In the white paper entitled Current and emerging trends in the aerospace sector, author Matthew Price assesses the shifting priorities and developing technologies shaping the aerospace industry. Two further white papers have been written by aerospace innovation lead James Domone, examining the benefits and challenges of aircraft electrification, and exploring the growing trend of creating a dynamic digital representation of civil aircraft, known as a digital twin.
With global passenger numbers in the aviation industry forecast to double between now and 2036, according to the International Air Transport Association, the aviation industry will need to raise aircraft outputs to historic levels, while also facing the demands to lower pollution, limit waste and lower costs.

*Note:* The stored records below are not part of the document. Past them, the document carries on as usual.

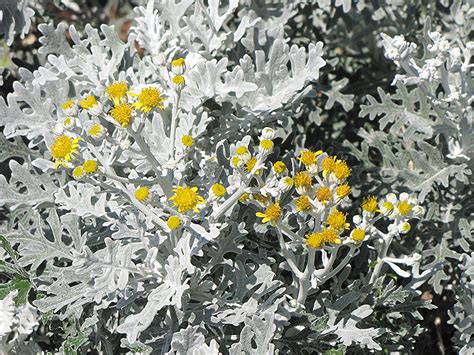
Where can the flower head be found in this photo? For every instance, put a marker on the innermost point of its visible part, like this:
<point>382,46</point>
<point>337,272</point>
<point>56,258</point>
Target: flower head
<point>186,199</point>
<point>272,213</point>
<point>148,99</point>
<point>117,91</point>
<point>173,222</point>
<point>142,193</point>
<point>64,149</point>
<point>122,114</point>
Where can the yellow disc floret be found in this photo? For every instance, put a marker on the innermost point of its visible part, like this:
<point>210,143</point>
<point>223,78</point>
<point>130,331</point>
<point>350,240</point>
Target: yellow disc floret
<point>323,194</point>
<point>148,99</point>
<point>187,141</point>
<point>142,193</point>
<point>370,204</point>
<point>63,149</point>
<point>173,222</point>
<point>303,203</point>
<point>122,114</point>
<point>337,220</point>
<point>117,91</point>
<point>89,102</point>
<point>218,190</point>
<point>272,213</point>
<point>341,170</point>
<point>186,199</point>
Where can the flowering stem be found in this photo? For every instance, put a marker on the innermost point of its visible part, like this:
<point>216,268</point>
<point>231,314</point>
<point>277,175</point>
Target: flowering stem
<point>174,123</point>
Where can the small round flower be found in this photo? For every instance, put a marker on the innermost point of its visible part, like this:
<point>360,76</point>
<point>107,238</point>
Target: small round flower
<point>186,199</point>
<point>343,190</point>
<point>178,66</point>
<point>268,133</point>
<point>308,157</point>
<point>265,146</point>
<point>303,203</point>
<point>117,91</point>
<point>69,108</point>
<point>122,114</point>
<point>64,149</point>
<point>142,193</point>
<point>148,99</point>
<point>78,172</point>
<point>341,170</point>
<point>187,141</point>
<point>173,222</point>
<point>358,234</point>
<point>337,220</point>
<point>285,184</point>
<point>96,131</point>
<point>279,167</point>
<point>90,166</point>
<point>272,213</point>
<point>91,104</point>
<point>178,82</point>
<point>303,182</point>
<point>370,204</point>
<point>323,194</point>
<point>218,190</point>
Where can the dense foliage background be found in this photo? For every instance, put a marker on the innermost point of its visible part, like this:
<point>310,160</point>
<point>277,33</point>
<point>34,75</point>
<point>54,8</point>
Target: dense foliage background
<point>393,98</point>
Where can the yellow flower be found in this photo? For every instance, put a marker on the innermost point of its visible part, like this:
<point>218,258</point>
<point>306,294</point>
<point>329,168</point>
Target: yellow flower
<point>187,141</point>
<point>370,204</point>
<point>186,199</point>
<point>279,167</point>
<point>303,180</point>
<point>78,172</point>
<point>63,149</point>
<point>404,208</point>
<point>337,220</point>
<point>218,190</point>
<point>358,234</point>
<point>89,102</point>
<point>272,213</point>
<point>303,203</point>
<point>122,114</point>
<point>343,190</point>
<point>308,157</point>
<point>148,99</point>
<point>142,193</point>
<point>96,130</point>
<point>117,91</point>
<point>90,166</point>
<point>173,222</point>
<point>340,170</point>
<point>323,194</point>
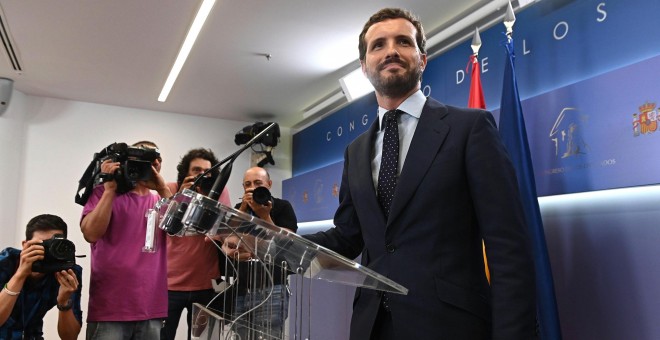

Looking ahead to the future, Matthew Price’s white paper explores:
-Increasing digitalisation in the maintenance sector.
-The new skills that will need to be learnt by both employees and the supply chain.
-How organisations can use data intelligently to make informed decisions.
-Improving efficiency and driving out cost
-The risks and rewards of increased connectivity
Matthew Price, client manager at SNC-Lavalin’s Atkins business says: “There’s little doubt that evolving technologies, data analytics, electric propulsion and smart new materials will bring further opportunities and challenges to the industry. As the sector explores these exciting new avenues, a firm focus must still remain on clearing the record backlogs that have accumulated, thanks to the ever-growing demand for air travel.”
According to the electrification white paper, taking a return flight from London to New York currently generates roughly the same emissions as it takes to heat a house for a year. With the demand for cleaner, quieter and more sustainable transportation growing, electrification of aircraft will be increasingly explored. Research and development is still at an early stage but major organisations in the aerospace sector are already racing to release prototypes.
James Domone, aerospace innovation lead at SNC-Lavalin’s Atkins business adds: “Electrification of aircraft is becoming more and more attractive, as people look to more sustainable energy sources. There are still so many factors that need to be explored, from the necessary infrastructure to support electrification to the much-needed research into suitable battery technology. In both the short term and the long term, the industry is in great need of financial investment to ensure the technology keeps apace with the demand.
“The process of creating and maintaining a digital twin broadly across aerospace is a useful tool for life predictions, and I expect to see it become increasingly common as the lines between the physical and digital continue to blur.”